Personal information
- Date of birth: 2 April 1998 (age 26)
- Place of birth: Lusaka, Zambia
- Height: 1.78 m (5 ft 10 in)
- Position(s): Defender

Team information
- Current team: Kafue Celtic

Youth career
- OYDC Football Academy

Senior career*
- Years: Team / Apps / (Gls)
- Lumwana Radiants
- 2016–: Kafue Celtic
- 2017: → Pafos (loan) / 0 / (0)
- 2018: → Bethlehem Steel (loan) / 16 / (1)

International career
- 2015–: Zambia U-20 / 10 / (0)
- 2019-: Zambia U-23

= Prosper Chiluya =

Zambian footballer (born 1998)

Prosper Chiluya (born 2 April 1998) is a Zambian footballer who plays as a defender for Kafue Celtic.

== Playing career ==
===Kafue Celtic===
Chiluya spent time with Zambian club Kafue Celtic before going on loan with Pafos FC in Cyprus in 2017.

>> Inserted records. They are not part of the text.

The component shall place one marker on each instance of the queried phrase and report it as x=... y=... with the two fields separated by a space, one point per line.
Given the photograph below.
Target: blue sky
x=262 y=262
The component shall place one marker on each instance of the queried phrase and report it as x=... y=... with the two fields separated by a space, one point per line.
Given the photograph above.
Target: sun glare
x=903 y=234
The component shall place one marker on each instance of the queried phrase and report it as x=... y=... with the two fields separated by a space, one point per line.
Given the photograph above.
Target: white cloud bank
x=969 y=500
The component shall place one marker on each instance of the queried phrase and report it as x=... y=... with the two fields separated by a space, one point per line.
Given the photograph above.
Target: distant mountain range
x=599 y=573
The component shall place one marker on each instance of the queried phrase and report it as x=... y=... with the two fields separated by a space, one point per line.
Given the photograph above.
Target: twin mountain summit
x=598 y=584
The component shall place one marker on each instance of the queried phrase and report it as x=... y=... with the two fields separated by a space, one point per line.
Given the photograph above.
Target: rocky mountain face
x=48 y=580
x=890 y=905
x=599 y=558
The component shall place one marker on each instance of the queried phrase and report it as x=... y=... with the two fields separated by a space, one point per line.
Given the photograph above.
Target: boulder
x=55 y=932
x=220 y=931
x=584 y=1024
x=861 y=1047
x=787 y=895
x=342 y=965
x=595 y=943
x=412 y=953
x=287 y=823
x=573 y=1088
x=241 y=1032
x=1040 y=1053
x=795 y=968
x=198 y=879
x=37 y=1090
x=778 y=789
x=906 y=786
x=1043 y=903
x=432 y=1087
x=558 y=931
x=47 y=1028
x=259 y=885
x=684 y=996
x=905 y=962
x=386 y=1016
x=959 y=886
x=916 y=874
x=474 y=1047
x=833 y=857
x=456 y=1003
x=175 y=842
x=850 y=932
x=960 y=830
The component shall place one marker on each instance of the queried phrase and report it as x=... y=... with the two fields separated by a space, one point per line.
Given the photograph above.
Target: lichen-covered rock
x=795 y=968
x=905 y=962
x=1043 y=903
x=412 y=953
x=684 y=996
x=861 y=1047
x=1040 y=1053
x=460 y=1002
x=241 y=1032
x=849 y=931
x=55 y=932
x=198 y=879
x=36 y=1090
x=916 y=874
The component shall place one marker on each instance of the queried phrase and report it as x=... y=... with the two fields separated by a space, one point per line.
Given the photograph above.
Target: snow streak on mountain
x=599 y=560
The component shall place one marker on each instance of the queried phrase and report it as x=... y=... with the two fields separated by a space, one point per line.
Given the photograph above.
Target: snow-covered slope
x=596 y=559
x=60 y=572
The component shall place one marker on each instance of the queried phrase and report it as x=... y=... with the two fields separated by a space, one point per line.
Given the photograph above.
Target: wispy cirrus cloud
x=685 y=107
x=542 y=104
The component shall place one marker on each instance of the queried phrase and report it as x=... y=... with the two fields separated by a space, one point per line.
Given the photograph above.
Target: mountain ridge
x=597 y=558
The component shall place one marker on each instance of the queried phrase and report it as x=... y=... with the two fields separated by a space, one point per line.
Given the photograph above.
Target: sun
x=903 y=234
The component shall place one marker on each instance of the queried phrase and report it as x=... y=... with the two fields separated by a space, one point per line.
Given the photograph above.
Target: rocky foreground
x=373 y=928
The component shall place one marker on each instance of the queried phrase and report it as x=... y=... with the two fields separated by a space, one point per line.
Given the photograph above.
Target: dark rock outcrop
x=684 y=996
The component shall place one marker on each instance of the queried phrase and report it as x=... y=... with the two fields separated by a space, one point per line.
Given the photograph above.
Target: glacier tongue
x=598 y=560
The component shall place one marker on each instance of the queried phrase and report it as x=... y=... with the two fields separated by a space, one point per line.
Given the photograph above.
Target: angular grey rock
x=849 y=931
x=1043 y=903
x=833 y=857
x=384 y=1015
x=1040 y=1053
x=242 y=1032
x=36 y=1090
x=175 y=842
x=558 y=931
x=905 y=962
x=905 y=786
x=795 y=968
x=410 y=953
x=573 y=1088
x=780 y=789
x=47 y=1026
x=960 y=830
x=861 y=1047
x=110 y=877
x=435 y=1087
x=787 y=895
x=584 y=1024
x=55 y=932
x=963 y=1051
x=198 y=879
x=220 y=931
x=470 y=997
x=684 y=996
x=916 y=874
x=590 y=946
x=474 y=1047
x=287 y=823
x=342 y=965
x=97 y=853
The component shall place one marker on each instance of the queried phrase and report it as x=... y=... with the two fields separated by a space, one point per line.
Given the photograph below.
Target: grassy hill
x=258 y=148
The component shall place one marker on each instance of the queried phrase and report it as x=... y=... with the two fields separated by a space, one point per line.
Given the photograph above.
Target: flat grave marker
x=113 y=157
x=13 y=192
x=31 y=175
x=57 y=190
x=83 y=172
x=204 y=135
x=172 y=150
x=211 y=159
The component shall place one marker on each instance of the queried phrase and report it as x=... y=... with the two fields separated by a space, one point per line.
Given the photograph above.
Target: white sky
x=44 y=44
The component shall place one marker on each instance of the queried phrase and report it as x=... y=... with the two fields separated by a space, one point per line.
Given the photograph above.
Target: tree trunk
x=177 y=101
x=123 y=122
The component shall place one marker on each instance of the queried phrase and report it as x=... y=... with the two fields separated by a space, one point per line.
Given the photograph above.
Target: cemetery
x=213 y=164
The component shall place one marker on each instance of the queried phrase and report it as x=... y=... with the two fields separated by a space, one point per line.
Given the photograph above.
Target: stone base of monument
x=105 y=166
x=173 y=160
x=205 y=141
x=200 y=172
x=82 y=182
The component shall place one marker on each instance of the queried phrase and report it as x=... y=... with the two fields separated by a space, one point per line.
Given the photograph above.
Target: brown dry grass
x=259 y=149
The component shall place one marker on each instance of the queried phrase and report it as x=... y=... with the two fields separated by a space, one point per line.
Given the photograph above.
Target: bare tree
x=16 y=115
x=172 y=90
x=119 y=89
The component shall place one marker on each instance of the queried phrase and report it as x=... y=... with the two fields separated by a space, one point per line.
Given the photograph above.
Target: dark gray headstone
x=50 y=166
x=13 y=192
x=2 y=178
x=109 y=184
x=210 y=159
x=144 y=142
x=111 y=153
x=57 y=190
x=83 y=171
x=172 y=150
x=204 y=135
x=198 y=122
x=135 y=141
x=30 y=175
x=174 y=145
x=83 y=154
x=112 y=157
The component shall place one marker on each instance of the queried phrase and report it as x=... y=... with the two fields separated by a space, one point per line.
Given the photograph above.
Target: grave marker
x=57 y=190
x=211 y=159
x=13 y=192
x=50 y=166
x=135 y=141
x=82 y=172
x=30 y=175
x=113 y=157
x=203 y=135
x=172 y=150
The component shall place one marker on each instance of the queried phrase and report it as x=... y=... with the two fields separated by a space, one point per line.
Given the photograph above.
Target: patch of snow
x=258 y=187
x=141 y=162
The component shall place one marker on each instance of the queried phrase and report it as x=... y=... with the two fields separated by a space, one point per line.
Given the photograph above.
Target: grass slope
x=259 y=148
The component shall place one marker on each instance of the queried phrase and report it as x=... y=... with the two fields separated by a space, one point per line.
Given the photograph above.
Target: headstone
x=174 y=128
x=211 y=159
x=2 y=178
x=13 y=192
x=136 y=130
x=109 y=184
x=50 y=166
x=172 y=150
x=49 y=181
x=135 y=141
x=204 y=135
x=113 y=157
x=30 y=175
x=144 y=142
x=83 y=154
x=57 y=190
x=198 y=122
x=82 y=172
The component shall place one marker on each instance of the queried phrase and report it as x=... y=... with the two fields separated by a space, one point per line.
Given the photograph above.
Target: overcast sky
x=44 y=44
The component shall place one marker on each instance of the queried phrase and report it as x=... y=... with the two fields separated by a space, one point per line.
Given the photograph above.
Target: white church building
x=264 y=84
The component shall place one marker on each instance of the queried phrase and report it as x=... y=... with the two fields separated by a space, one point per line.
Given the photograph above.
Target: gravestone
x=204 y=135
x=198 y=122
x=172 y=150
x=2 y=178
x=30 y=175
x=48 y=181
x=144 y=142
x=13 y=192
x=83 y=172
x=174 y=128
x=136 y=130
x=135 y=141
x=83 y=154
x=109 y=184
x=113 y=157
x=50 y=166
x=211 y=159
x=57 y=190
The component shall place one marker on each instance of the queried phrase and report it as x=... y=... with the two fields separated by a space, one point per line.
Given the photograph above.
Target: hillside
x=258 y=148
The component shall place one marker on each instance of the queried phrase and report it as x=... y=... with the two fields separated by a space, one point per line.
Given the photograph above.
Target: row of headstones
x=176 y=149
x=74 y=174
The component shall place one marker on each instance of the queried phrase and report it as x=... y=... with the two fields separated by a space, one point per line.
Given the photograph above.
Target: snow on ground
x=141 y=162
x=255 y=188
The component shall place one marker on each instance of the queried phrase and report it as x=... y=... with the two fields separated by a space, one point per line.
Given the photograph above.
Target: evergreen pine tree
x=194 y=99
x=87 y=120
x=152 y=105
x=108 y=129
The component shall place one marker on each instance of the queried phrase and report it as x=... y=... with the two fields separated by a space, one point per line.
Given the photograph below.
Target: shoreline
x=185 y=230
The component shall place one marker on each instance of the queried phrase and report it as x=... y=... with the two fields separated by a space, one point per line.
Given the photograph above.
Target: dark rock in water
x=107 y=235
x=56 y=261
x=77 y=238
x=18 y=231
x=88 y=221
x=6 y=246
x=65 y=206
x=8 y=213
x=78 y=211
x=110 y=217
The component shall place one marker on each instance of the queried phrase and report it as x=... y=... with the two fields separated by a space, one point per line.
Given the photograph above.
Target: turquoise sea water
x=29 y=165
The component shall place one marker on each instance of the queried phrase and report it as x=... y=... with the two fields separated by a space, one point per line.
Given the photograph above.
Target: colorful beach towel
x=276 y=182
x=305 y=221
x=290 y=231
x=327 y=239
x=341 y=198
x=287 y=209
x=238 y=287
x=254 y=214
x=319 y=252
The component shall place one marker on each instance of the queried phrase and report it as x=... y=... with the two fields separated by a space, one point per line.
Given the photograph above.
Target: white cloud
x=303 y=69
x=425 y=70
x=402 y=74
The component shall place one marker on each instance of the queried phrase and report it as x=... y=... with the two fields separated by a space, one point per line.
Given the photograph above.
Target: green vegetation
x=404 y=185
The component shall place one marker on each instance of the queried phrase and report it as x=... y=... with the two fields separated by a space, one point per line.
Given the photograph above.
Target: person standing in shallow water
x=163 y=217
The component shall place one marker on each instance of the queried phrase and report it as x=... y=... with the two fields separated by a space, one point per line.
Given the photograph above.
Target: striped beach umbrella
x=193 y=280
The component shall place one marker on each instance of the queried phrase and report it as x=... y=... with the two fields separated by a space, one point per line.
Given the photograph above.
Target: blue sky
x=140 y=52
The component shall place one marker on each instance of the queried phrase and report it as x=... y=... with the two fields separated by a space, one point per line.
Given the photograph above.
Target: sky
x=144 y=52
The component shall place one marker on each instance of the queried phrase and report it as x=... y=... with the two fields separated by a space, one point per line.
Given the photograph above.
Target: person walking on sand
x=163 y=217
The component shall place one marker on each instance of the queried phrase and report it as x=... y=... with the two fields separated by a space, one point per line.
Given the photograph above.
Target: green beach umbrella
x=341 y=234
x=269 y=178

====Loan to Bethlehem Steel FC====
In February 2019, Chiluya later joined United Soccer League side Bethlehem Steel on loan 2018 season. Making regular starts in the defense, Chiluya scored his first goal against Indy Eleven. The goal stood as the match winner and won the team's honor as 2018 Steel FC Goal of the Year. Chiluya made 16 total appearances for Steel FC by the conclusion to his loan at the end of the season.